With personal finances, we understand increased income provides greater access choices of where you live, home ownership, the car you drive, the higher education you receive, and luxuries like vacations. There is also a connection between financial wellness and personal wellness. In general, people with greater income have greater access to health care, and sometimes worry less about how to pay for necessities.  

Recently, Berkshire Bank’s CEO Nitin Mhatre, Regional President Cristina Feden, and executives traveled to Willimantic, CT to tour and meet with Generations Family Health Center’s (GFHC) CEO Arvind Shaw and CFO Debra Savoie, and their leadership team. The Bank has worked with this nonprofit healthcare organization for over 30 years. GFHC provides medical, dental, behavioral health care coordination, and support services to an underserved population, where they treat patients regardless of ability to pay. During this visit the connection between physical health and financial health became apparent. 

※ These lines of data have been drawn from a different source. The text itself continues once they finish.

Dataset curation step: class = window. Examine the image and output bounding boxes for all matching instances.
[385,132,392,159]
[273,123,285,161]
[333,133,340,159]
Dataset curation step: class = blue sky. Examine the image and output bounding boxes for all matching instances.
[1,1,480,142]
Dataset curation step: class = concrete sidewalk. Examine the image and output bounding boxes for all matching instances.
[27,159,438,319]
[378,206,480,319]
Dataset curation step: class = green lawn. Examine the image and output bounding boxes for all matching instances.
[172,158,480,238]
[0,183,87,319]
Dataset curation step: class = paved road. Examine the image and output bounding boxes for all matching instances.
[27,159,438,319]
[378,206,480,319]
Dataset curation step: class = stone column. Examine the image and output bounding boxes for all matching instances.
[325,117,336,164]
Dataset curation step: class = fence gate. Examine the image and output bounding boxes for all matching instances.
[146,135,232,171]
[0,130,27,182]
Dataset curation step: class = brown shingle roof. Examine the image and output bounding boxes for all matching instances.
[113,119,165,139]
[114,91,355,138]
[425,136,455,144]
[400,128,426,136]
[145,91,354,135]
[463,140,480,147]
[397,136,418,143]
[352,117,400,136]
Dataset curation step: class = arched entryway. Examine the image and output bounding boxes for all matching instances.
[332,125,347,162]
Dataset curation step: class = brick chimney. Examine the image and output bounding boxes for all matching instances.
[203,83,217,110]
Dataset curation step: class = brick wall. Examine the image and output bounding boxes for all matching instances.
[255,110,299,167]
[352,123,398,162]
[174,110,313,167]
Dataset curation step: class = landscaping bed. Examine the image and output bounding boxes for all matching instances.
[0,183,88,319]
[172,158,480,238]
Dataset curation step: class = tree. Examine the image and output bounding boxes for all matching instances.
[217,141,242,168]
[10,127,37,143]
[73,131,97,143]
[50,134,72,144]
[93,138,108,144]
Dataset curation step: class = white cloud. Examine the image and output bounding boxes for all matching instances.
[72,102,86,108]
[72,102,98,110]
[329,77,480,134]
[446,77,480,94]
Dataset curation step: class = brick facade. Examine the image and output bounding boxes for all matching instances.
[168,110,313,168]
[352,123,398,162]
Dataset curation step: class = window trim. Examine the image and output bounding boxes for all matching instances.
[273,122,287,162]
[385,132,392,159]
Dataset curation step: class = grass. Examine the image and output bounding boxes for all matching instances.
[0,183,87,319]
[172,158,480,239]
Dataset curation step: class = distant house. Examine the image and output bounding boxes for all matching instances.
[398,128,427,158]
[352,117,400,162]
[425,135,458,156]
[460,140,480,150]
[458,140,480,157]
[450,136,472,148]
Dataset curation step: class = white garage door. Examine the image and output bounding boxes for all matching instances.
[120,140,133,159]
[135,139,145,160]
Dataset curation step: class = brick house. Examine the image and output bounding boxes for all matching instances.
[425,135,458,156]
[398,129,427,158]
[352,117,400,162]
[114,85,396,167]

The visit to GFHC was part of the BEST Community Comeback Tour to listen and learn from our clients, customers, and the community about their success and challenges. It is also to see how Berkshire Bank can help continue to lift up its customers and communities.

Both CEOs discussed the importance of relationships and the similarities with both banking and healthcare. People do business with people they trust. Great relationships include knowing someone is just a phone call away and partnerships. Customers and patients want to know that things that matter to them, matter to you. GFHC CEO Shaw said, “People need to feel like they belong, and it is part of the culture. At GFHC, we have diverse people, and they need to feel there are things in common, like a commitment to their patients." He continued, “It is relationships that sustain us through hard times.” Berkshire Bank CEO Mhatre added, “We don’t take care of patients; however, we take care of the financial health of our customers. This is also part of the reason for the BEST Comeback Tour, so we can hear stories and see how we can assist our bankers, customers, and the community.”

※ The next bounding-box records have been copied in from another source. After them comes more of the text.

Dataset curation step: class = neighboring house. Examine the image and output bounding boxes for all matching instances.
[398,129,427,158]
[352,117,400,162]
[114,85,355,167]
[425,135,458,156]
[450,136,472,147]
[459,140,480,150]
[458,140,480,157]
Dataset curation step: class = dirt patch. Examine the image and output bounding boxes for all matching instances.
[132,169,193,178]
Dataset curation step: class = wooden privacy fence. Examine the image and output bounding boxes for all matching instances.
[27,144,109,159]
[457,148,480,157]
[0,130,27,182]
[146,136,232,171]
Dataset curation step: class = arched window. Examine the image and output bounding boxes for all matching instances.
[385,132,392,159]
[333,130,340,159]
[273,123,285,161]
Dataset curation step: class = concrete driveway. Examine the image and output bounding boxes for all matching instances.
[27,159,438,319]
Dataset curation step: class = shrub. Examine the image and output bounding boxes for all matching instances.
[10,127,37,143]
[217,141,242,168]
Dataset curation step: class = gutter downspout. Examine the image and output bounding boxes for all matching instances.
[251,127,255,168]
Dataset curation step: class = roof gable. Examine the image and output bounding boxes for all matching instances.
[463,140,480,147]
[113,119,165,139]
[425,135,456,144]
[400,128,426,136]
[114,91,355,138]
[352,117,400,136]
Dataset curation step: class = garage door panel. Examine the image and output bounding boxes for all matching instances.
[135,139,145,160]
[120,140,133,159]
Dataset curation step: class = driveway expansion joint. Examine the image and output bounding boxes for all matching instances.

The economy, inflation, and debt can add stress to both individuals and businesses. This is where community banks such as Berkshire can help. During this listening tour, both CEOs discussed the importance of investing in their employees beyond paychecks. Did you know, more than half the population doesn’t even have $500 for emergency spending? Both Berkshire Bank and Generations Healthcare try to educate their employees, customers, and the community on financial wellness, retirement planning, and investing in themselves, and their future.  

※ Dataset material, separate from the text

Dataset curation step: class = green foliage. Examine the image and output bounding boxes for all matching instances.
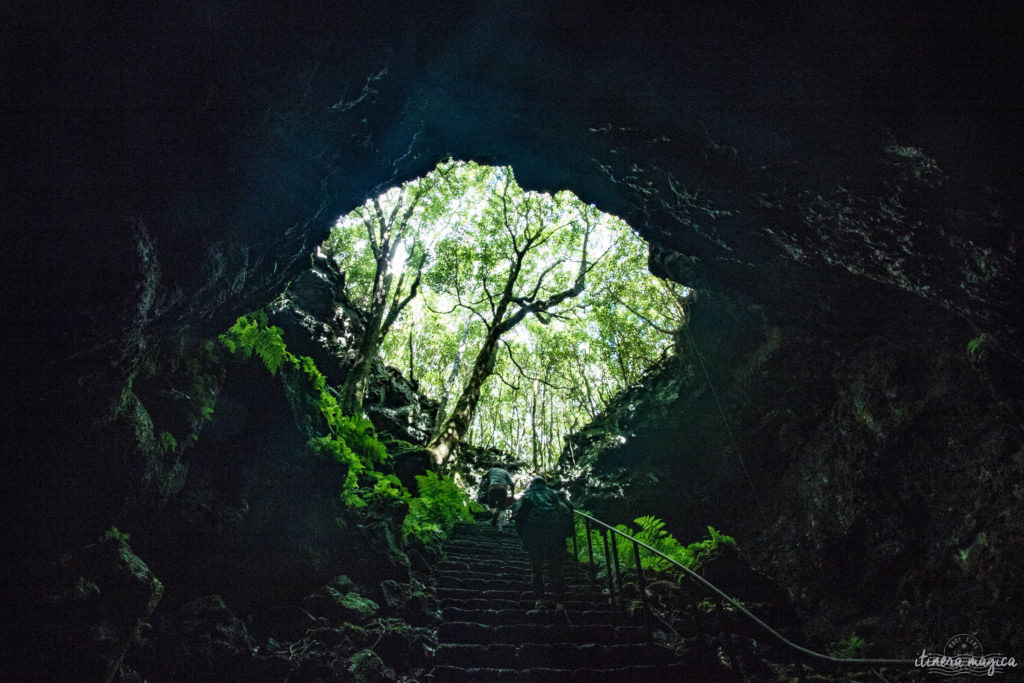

Barriers to healthcare were also discussed and include language, culture, finances, homelessness, transportation, and behavioral health. Even during the peak in COVID testing, access to healthcare for the underserved population was a challenge.  GFHC was the only public access location in the area for COVID testing. According to CEO Shaw, sixty percent of those who access services at Generations eastern Connecticut locations walk or ride a bike to get services. This illustrates the transportation challenge in eastern Connecticut.   

Despite these challenges, organizations such as GFHC help serve the underserved with trust and street creed, which are both important to the homeless and veteran populations. GFHC meets patients where they are. At the end of the day, GFHC CEO Shaw said, “Our function is to keep people functioning at the highest level.”